Engraving in 3 nm then 2 nm: TSMC’s future progress that will benefit Apple

Its progress, the new M2 chip owes it in part to an evolution of its engraving technology. Like the M1, it is engraved in 5 nm, but for it it is a second generation 5 nm engraving process, which is improved. TSMC, which produces the chips designed by Apple, does not intend to stop there.

At his Technology Symposium, the industry’s most important founder unveiled his roadmap for the next few years. As manufacturing processes become more and more complex, the gap between two levels will increase. It takes about two and a half years to switch from 5 nm to 3 nm engraving, then three years to start 2 nm engraving. TSMC is not going to sit idly by during this time: as it currently does with the second generation 5nm, there will be insufficient optimizations at 3nm before 2nm emerges.

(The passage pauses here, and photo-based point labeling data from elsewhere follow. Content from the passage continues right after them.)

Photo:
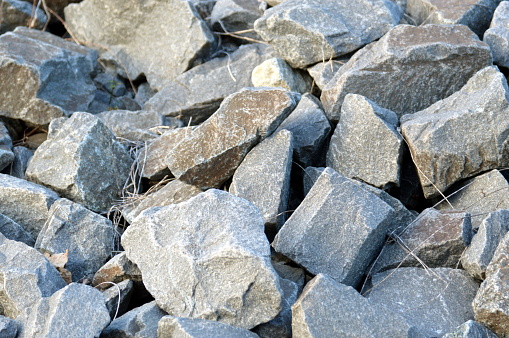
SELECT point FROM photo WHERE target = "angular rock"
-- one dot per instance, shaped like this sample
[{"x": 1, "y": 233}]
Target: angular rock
[
  {"x": 490, "y": 303},
  {"x": 446, "y": 141},
  {"x": 409, "y": 68},
  {"x": 82, "y": 161},
  {"x": 126, "y": 29},
  {"x": 170, "y": 326},
  {"x": 88, "y": 236},
  {"x": 214, "y": 265},
  {"x": 196, "y": 94},
  {"x": 275, "y": 72},
  {"x": 304, "y": 32},
  {"x": 263, "y": 178},
  {"x": 310, "y": 129},
  {"x": 366, "y": 144},
  {"x": 26, "y": 277},
  {"x": 338, "y": 239},
  {"x": 43, "y": 76},
  {"x": 77, "y": 310},
  {"x": 211, "y": 152},
  {"x": 26, "y": 203},
  {"x": 434, "y": 301},
  {"x": 330, "y": 309}
]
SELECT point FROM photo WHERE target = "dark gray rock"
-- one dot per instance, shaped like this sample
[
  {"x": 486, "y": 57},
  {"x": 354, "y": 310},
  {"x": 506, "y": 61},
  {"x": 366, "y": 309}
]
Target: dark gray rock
[
  {"x": 213, "y": 265},
  {"x": 304, "y": 32},
  {"x": 210, "y": 153},
  {"x": 196, "y": 94},
  {"x": 445, "y": 139},
  {"x": 127, "y": 29},
  {"x": 338, "y": 239},
  {"x": 82, "y": 161},
  {"x": 366, "y": 144},
  {"x": 409, "y": 68}
]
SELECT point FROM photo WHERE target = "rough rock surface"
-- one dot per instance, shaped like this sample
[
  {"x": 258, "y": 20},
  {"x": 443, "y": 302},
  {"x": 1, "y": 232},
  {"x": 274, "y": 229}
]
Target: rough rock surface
[
  {"x": 216, "y": 264},
  {"x": 304, "y": 32},
  {"x": 82, "y": 161},
  {"x": 409, "y": 68},
  {"x": 445, "y": 140},
  {"x": 212, "y": 151}
]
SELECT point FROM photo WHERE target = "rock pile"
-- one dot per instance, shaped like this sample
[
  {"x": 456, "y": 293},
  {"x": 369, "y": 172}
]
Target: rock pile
[{"x": 251, "y": 168}]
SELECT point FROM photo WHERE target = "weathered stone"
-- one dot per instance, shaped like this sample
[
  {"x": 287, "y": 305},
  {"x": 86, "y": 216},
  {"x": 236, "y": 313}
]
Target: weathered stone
[
  {"x": 126, "y": 29},
  {"x": 213, "y": 265},
  {"x": 490, "y": 303},
  {"x": 263, "y": 178},
  {"x": 435, "y": 301},
  {"x": 275, "y": 72},
  {"x": 77, "y": 310},
  {"x": 43, "y": 77},
  {"x": 196, "y": 94},
  {"x": 445, "y": 140},
  {"x": 169, "y": 327},
  {"x": 330, "y": 309},
  {"x": 210, "y": 153},
  {"x": 366, "y": 144},
  {"x": 26, "y": 203},
  {"x": 409, "y": 68},
  {"x": 139, "y": 322},
  {"x": 338, "y": 239},
  {"x": 89, "y": 237},
  {"x": 82, "y": 161},
  {"x": 26, "y": 276},
  {"x": 304, "y": 32},
  {"x": 310, "y": 129}
]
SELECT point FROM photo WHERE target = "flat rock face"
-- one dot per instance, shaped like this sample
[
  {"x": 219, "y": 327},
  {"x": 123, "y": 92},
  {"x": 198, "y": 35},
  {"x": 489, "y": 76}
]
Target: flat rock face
[
  {"x": 126, "y": 29},
  {"x": 366, "y": 144},
  {"x": 212, "y": 151},
  {"x": 445, "y": 140},
  {"x": 409, "y": 68},
  {"x": 214, "y": 259},
  {"x": 82, "y": 161},
  {"x": 304, "y": 32}
]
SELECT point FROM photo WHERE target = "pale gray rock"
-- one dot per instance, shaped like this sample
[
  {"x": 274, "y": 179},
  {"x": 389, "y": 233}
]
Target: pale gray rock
[
  {"x": 366, "y": 145},
  {"x": 26, "y": 276},
  {"x": 43, "y": 76},
  {"x": 196, "y": 94},
  {"x": 304, "y": 32},
  {"x": 409, "y": 68},
  {"x": 82, "y": 161},
  {"x": 435, "y": 301},
  {"x": 88, "y": 236},
  {"x": 127, "y": 30},
  {"x": 338, "y": 239},
  {"x": 263, "y": 178},
  {"x": 310, "y": 129},
  {"x": 210, "y": 153},
  {"x": 169, "y": 327},
  {"x": 327, "y": 308},
  {"x": 26, "y": 203},
  {"x": 445, "y": 139},
  {"x": 213, "y": 265},
  {"x": 77, "y": 310}
]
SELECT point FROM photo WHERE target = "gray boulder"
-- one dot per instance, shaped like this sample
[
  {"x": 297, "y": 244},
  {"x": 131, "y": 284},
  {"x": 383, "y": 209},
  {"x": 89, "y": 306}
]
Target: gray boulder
[
  {"x": 366, "y": 144},
  {"x": 82, "y": 161},
  {"x": 445, "y": 139},
  {"x": 213, "y": 259},
  {"x": 43, "y": 76},
  {"x": 338, "y": 239},
  {"x": 304, "y": 32},
  {"x": 409, "y": 68},
  {"x": 126, "y": 29},
  {"x": 210, "y": 153}
]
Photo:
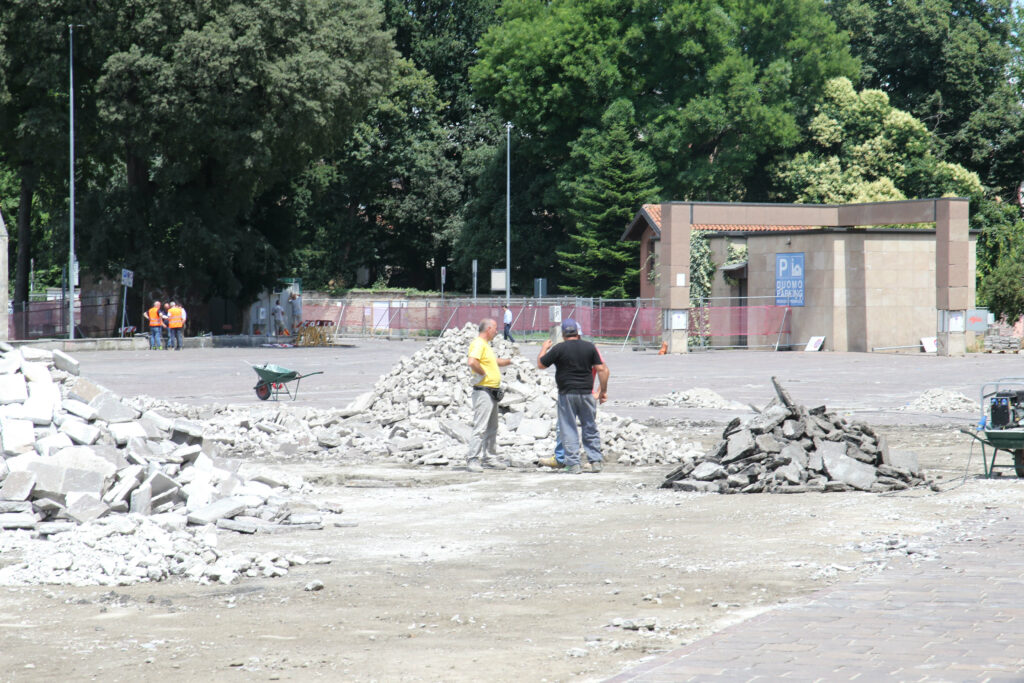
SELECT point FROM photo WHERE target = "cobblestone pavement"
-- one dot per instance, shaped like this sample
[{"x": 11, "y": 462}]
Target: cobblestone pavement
[{"x": 960, "y": 617}]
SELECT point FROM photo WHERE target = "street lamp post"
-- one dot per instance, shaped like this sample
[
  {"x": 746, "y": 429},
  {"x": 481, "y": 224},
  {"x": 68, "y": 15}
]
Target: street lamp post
[
  {"x": 71, "y": 178},
  {"x": 508, "y": 212}
]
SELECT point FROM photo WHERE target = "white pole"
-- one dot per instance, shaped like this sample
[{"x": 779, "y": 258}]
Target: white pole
[
  {"x": 71, "y": 178},
  {"x": 508, "y": 212}
]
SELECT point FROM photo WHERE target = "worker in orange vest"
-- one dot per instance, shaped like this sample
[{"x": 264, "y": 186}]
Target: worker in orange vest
[
  {"x": 175, "y": 325},
  {"x": 156, "y": 325}
]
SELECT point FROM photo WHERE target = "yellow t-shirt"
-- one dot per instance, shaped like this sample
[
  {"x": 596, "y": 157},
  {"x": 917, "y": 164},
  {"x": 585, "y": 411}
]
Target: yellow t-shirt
[{"x": 480, "y": 349}]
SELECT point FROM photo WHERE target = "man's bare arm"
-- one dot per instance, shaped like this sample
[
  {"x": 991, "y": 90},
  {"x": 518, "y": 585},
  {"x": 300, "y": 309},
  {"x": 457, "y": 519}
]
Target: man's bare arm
[
  {"x": 602, "y": 376},
  {"x": 544, "y": 349}
]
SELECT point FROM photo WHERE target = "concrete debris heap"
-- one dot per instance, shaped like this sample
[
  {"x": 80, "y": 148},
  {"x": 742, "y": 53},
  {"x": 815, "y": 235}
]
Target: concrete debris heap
[
  {"x": 940, "y": 400},
  {"x": 996, "y": 342},
  {"x": 420, "y": 412},
  {"x": 696, "y": 397},
  {"x": 73, "y": 453},
  {"x": 787, "y": 449}
]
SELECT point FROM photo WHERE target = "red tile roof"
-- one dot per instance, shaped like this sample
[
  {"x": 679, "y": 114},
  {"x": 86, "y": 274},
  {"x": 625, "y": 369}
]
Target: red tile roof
[{"x": 654, "y": 211}]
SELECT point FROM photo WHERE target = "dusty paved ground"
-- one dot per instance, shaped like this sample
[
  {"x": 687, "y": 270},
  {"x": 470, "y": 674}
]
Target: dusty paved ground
[{"x": 514, "y": 575}]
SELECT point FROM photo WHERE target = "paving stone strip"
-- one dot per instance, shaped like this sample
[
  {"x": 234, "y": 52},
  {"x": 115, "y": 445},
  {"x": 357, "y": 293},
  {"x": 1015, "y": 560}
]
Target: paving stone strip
[
  {"x": 788, "y": 449},
  {"x": 953, "y": 620}
]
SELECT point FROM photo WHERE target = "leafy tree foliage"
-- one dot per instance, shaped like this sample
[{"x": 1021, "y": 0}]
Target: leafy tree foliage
[
  {"x": 947, "y": 62},
  {"x": 1003, "y": 290},
  {"x": 861, "y": 148},
  {"x": 211, "y": 110},
  {"x": 388, "y": 198},
  {"x": 617, "y": 177}
]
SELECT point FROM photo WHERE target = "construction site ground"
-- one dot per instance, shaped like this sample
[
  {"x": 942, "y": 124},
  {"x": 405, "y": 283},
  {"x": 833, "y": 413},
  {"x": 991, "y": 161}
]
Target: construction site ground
[{"x": 449, "y": 575}]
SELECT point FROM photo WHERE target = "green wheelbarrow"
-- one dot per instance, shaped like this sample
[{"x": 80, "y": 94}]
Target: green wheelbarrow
[
  {"x": 274, "y": 379},
  {"x": 1010, "y": 441}
]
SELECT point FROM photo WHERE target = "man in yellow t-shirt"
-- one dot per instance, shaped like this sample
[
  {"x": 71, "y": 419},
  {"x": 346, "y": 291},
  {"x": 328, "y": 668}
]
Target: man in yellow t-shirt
[{"x": 486, "y": 380}]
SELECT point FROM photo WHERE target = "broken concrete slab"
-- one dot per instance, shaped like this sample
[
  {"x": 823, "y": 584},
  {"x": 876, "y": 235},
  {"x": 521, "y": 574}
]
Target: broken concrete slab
[
  {"x": 17, "y": 486},
  {"x": 16, "y": 436},
  {"x": 13, "y": 389},
  {"x": 112, "y": 410},
  {"x": 224, "y": 508},
  {"x": 66, "y": 363}
]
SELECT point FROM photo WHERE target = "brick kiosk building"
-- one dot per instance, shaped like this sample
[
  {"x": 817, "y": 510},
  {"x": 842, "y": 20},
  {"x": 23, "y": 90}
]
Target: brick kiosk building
[{"x": 860, "y": 286}]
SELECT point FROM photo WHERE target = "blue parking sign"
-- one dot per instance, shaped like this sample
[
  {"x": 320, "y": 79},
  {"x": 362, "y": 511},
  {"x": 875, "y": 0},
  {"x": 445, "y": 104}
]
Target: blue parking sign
[{"x": 790, "y": 280}]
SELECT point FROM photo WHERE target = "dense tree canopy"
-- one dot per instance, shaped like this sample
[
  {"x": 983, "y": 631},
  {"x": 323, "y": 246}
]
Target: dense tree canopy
[
  {"x": 224, "y": 144},
  {"x": 861, "y": 148}
]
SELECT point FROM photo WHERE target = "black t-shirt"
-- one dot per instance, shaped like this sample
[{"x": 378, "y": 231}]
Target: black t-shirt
[{"x": 573, "y": 360}]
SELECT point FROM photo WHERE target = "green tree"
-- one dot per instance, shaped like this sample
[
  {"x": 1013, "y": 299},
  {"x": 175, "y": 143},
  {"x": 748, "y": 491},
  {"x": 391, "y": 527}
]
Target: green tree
[
  {"x": 34, "y": 61},
  {"x": 1003, "y": 290},
  {"x": 391, "y": 189},
  {"x": 861, "y": 148},
  {"x": 211, "y": 111},
  {"x": 949, "y": 63},
  {"x": 617, "y": 176}
]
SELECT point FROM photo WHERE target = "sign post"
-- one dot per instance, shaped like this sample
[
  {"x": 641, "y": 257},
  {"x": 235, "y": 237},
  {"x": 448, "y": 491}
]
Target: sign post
[
  {"x": 127, "y": 276},
  {"x": 790, "y": 280}
]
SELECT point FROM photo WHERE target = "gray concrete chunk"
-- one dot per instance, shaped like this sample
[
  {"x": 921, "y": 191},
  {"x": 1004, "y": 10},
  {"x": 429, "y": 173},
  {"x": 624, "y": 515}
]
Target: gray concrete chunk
[
  {"x": 16, "y": 436},
  {"x": 17, "y": 486},
  {"x": 17, "y": 520},
  {"x": 84, "y": 411},
  {"x": 66, "y": 363},
  {"x": 902, "y": 460},
  {"x": 111, "y": 409},
  {"x": 80, "y": 432},
  {"x": 740, "y": 445},
  {"x": 12, "y": 389},
  {"x": 225, "y": 507},
  {"x": 84, "y": 390},
  {"x": 851, "y": 472},
  {"x": 708, "y": 471},
  {"x": 122, "y": 431}
]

Mass etching in 3 nm, named N3 in its first version, will begin in the second half. In time for the iPhone 14 Pro’s A16 chip then? Maybe not. As a previous analyze pointed out, the Hourly might be too fair. TSMC communicates on 3 nm chips integrated into the final products at the beginning of 2023. The A16 could be satisfied with 5 nm, or even 4 nm (N4P). Either way, if Apple doesn’t take advantage of 3nm for the A16, it will take advantage of it for a future chip.

Compared to the first generation 5 nm engraving (A14, A15 and M1 chips), the N3 should bring a performance gain of 10 to 15% at equal consumption or a reduction in consumption of 25 to 30% at equal performance . The logic density will be reduced by 42%, which means that more transistors could be packed into the same space. TSMC will then optimize this with the N3E, N3P, N3S and N3X processes from 2023 until 2025.

An important aspect of the N3 nodes will be the new FinFlex technology. To sum up very briefly, this technology will allow designers of personalization chips more to develop their architecture in order to adapt power, consumption and surface very precisely.

After the N3 will come the N2. Compared to the N3E (this is the point of comparison given by TSMC), this first 2 nm engraving node promises a performance gain of 10 to 15% at equal consumption, or a reduction in consumption of 25 to 30% at equal performance. The first products integrating chips engraved in 2 nm are planned for the second half of 2025.